I also didn’t so much feel like the “fuck you” is aimed at life, but more the reader whose expectations are shaped by a publishing industry that, on the whole, produces titillating yet inoffensive, unchallenging work with neat little beginnings, middles, ends. (For example – You can’t have one of the main characters from the beginning disappear for 500 pages with no explanation and then just drop him into the action again whenever you feel like it! But, actually, you can.)
Also, don’t give up on it! Don’t know if this’ll help you, but after the first 200 or so pages I actually took to reading it section by section, going over each section twice before moving on.
Oh and secondly, thanks for launching one of the few truly intelligent, practical discussions of the book I’ve found so far.
- J
Hi Leems! Thanks for commenting on my ramble
I definately agree with you about the criticism being aimed at readers who have had certain expectations shaped by publishing industry and such like.
For me I experience GR on such polar levels.

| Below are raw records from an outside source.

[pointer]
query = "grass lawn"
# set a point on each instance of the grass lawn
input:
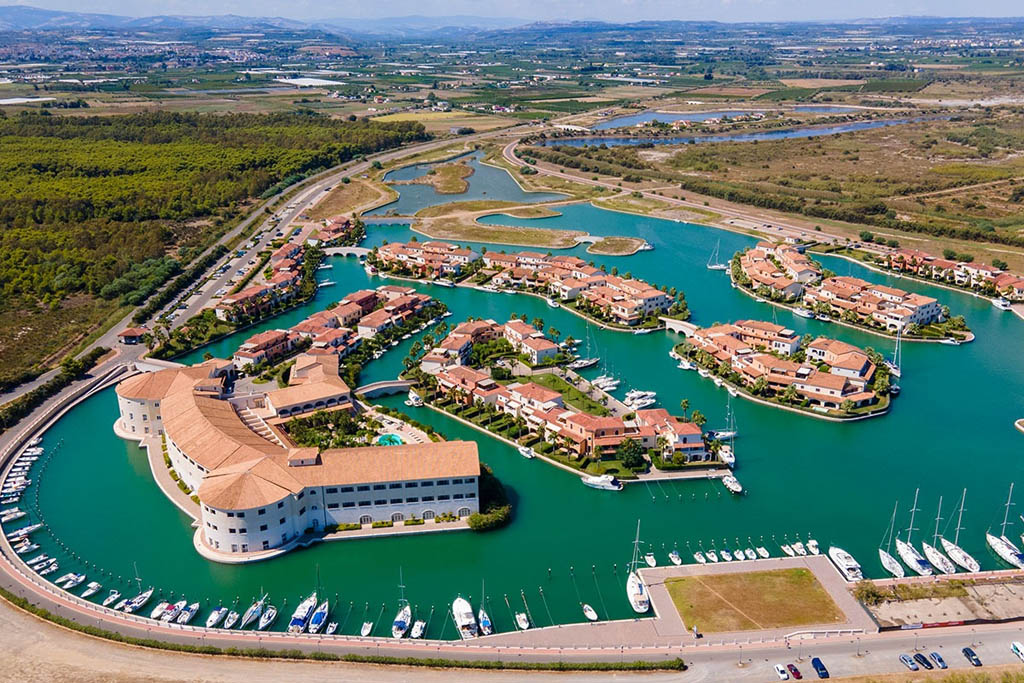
(570, 394)
(774, 599)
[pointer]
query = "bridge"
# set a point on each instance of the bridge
(346, 251)
(384, 388)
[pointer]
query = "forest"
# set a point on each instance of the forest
(112, 207)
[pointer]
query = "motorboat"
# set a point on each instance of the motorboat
(300, 617)
(402, 620)
(732, 483)
(268, 616)
(318, 620)
(187, 613)
(172, 610)
(845, 562)
(603, 481)
(465, 622)
(253, 613)
(215, 616)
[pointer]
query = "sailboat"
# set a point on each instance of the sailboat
(955, 553)
(486, 627)
(1001, 545)
(938, 560)
(894, 365)
(890, 563)
(713, 262)
(635, 590)
(907, 552)
(403, 619)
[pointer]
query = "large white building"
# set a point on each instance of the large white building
(258, 491)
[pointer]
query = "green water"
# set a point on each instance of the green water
(950, 428)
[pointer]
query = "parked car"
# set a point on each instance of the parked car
(819, 668)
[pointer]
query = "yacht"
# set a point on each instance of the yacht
(937, 559)
(604, 482)
(318, 620)
(300, 617)
(465, 622)
(846, 564)
(635, 590)
(907, 552)
(955, 553)
(253, 613)
(890, 563)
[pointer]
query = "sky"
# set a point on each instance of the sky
(610, 10)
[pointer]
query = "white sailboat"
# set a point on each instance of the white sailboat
(713, 260)
(635, 590)
(907, 552)
(938, 560)
(890, 563)
(955, 553)
(1000, 544)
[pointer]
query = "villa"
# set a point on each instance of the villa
(257, 491)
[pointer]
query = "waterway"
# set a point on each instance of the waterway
(951, 427)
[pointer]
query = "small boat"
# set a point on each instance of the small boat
(465, 622)
(268, 616)
(253, 613)
(1001, 303)
(732, 483)
(402, 620)
(187, 613)
(215, 616)
(846, 564)
(604, 482)
(300, 617)
(172, 610)
(318, 620)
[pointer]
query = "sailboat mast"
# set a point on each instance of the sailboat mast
(960, 518)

On the one hand it infuriates the hell out of me, and that makes me even angrier because then I know the novel has succeeded in identifying that very same type of reader in me. I don’t necessarily want to be the reader who expects coherence and a sense of order.
Alternatively, when you read it and start to tune in to the humour and wit of it, it’s really uplifting in a way that makes you want to open a window and share the joke with a stranger.
We are studying this alongside Melville’s Moby Dick next year but I really wanted to get a head start. It’s not something you can start the night, or even weekend, before class so I will definately try your method of reading it.